Assume the ECS discrete system satisfies Axioms 1–3 and that all eigenvalues of L_{\text{ECS}} lie inside the unit circle. Then:

1. As h \to 0, x_h(t) converges almost surely to a unique continuous function x(t) in C([0,T], \mathbb{R}^d).
2. x(t) satisfies the linear ordinary differential equation:

\frac{dx}{dt} = \mathcal{A} x(t), \quad \mathcal{A} = \lim_{h \to 0} \frac{L_{\text{ECS}} - I}{h}


This limit exists, and the matrix \mathcal{A} has eigenvalues with strictly negative real parts.

3. Extremum Criterion: x(t) minimizes the continuous-time information action:

J[x] = \int_0^T \left( x(t)^\top Q x(t) + u(t)^\top R u(t) \right) dt, \quad \dot{x} = \mathcal{A} x + B u


with u(t) = -R^{-1} B^\top P_c x(t), where P_c solves the continuous Riccati equation. This is consistent with the discrete limit.

4. Conservation Law: C(x(t)) = x(t)^\top \Sigma x(t) is constant.
5. Symmetry Group: There exists a continuous Lie group G = \exp(\text{Lie}(G_h)) such that the limiting equation is invariant under G, and \Sigma is G-invariant.
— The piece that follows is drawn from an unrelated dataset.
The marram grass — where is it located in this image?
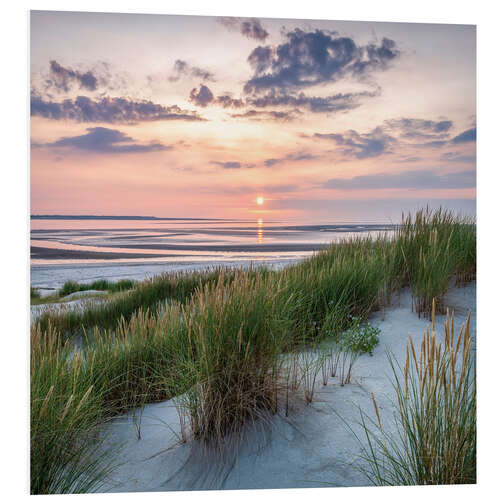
[31,207,475,493]
[354,302,476,486]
The proof of the theorem is given via several lemmas in Section 4.

 

4. Proof Sketch

4.1 Convergence of Discrete Solutions and Limiting ODE

For deterministic (noise-free) systems, we have the exact linear map x_{n+1} = L_h x_n, where L_h = L_{\text{ECS}}(h) depends explicitly on h (since the Riccati solution P_h depends on h). Assume the weight matrices Q, R are independent of h. Standard results show that as h \to 0, L_h = I + h \mathcal{A} + o(h) and \mathcal{A} = A - B R^{-1} B^\top P_c, where P_c solves the continuous Riccati equation. Thus:

x_h(t) = L_h^{\lfloor t/h \rfloor} x(0) \to e^{\mathcal{A} t} x(0)
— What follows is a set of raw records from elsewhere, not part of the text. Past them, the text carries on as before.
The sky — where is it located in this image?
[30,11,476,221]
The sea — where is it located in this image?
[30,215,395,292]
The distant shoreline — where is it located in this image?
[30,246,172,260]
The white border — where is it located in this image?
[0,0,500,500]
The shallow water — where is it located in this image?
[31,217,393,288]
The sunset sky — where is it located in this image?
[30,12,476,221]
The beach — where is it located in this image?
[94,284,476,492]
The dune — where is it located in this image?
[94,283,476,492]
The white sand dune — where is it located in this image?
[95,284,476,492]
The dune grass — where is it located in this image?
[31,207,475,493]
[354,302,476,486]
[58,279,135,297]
converges uniformly for t \in [0,T] (guaranteed by the continuity of the matrix exponential). This proves the existence and uniqueness of the limit, with the limiting equation \dot{x} = \mathcal{A} x.
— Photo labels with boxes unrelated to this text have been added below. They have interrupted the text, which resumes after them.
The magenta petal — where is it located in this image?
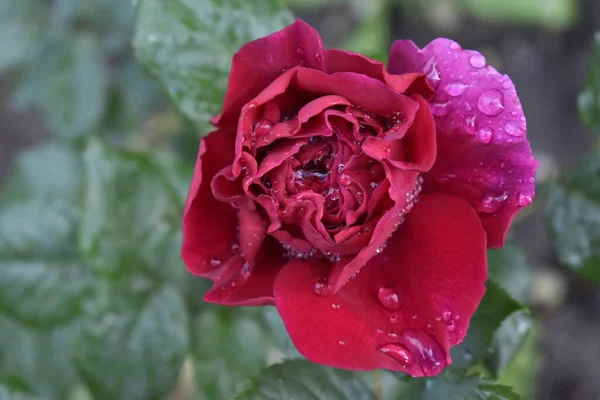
[388,39,537,247]
[218,19,325,124]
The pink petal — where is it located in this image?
[389,39,537,247]
[274,194,487,377]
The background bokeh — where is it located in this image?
[0,0,600,400]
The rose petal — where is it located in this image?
[181,130,237,277]
[389,39,537,247]
[213,19,324,124]
[325,49,435,99]
[274,194,487,376]
[204,237,287,306]
[292,68,419,120]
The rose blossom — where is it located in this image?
[182,20,536,376]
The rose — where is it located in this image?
[182,21,536,376]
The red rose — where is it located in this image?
[182,21,536,376]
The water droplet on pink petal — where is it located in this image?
[377,343,413,367]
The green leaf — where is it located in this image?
[0,142,81,204]
[0,0,45,70]
[0,198,93,325]
[0,385,43,400]
[396,373,521,400]
[233,360,375,400]
[15,35,108,139]
[262,307,304,360]
[460,0,579,29]
[193,308,269,400]
[546,151,600,283]
[488,244,531,304]
[577,32,600,132]
[488,311,533,376]
[0,316,79,400]
[74,287,189,400]
[79,141,189,282]
[134,0,292,126]
[451,282,523,368]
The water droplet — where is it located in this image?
[479,192,508,214]
[465,115,477,133]
[442,309,452,322]
[469,54,487,68]
[377,287,401,311]
[423,57,441,87]
[446,81,469,97]
[517,193,533,207]
[504,121,525,137]
[339,174,351,186]
[240,263,250,278]
[377,343,413,367]
[402,329,446,376]
[477,126,494,144]
[477,89,504,117]
[314,279,330,296]
[446,321,456,332]
[430,101,451,117]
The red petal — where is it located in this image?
[214,19,324,124]
[275,194,487,376]
[204,237,287,306]
[181,130,237,277]
[389,39,537,247]
[325,49,435,99]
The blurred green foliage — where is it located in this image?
[577,32,600,133]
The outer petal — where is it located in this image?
[181,130,237,277]
[389,39,537,247]
[275,194,487,376]
[218,19,324,124]
[204,238,287,306]
[325,49,435,99]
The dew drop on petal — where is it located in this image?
[479,192,508,214]
[377,343,413,367]
[477,89,504,117]
[446,81,468,97]
[477,126,494,144]
[442,309,452,322]
[504,121,525,137]
[430,101,451,117]
[377,287,401,311]
[446,321,456,332]
[402,329,446,376]
[469,54,487,68]
[314,279,329,296]
[517,193,533,207]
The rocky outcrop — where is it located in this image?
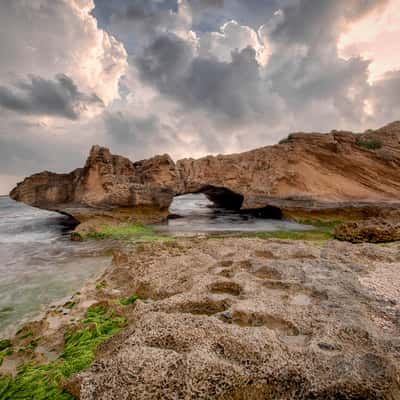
[334,218,400,243]
[64,239,400,400]
[10,146,179,223]
[10,122,400,222]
4.2 Γ-Convergence of the Extremum Criterion

The discrete MIE functional is:

\mathcal{I}_h^{\text{disc}} = \sum_{n=0}^{N-1} \left( x_n^\top Q x_n + u_n^\top R u_n \right) h


where u_n = -R^{-1} B^\top P_h x_n. Substitution yields \mathcal{I}_h^{\text{disc}} = x_0^\top P_h x_0 (by Riccati theory). As h \to 0, P_h \to P_c, so:

\lim_{h \to 0} \mathcal{I}_h^{\text{disc}} = x_0^\top P_c x_0 = \int_0^\infty x(t)^\top (Q + \mathcal{A}^\top P_c + P_c \mathcal{A}) x(t) dt


The latter is the performance index of the continuous-time LQ problem. This shows that the limit of the discrete MIE extremal path minimizes the continuous action, with convergence of the optimal feedback gain.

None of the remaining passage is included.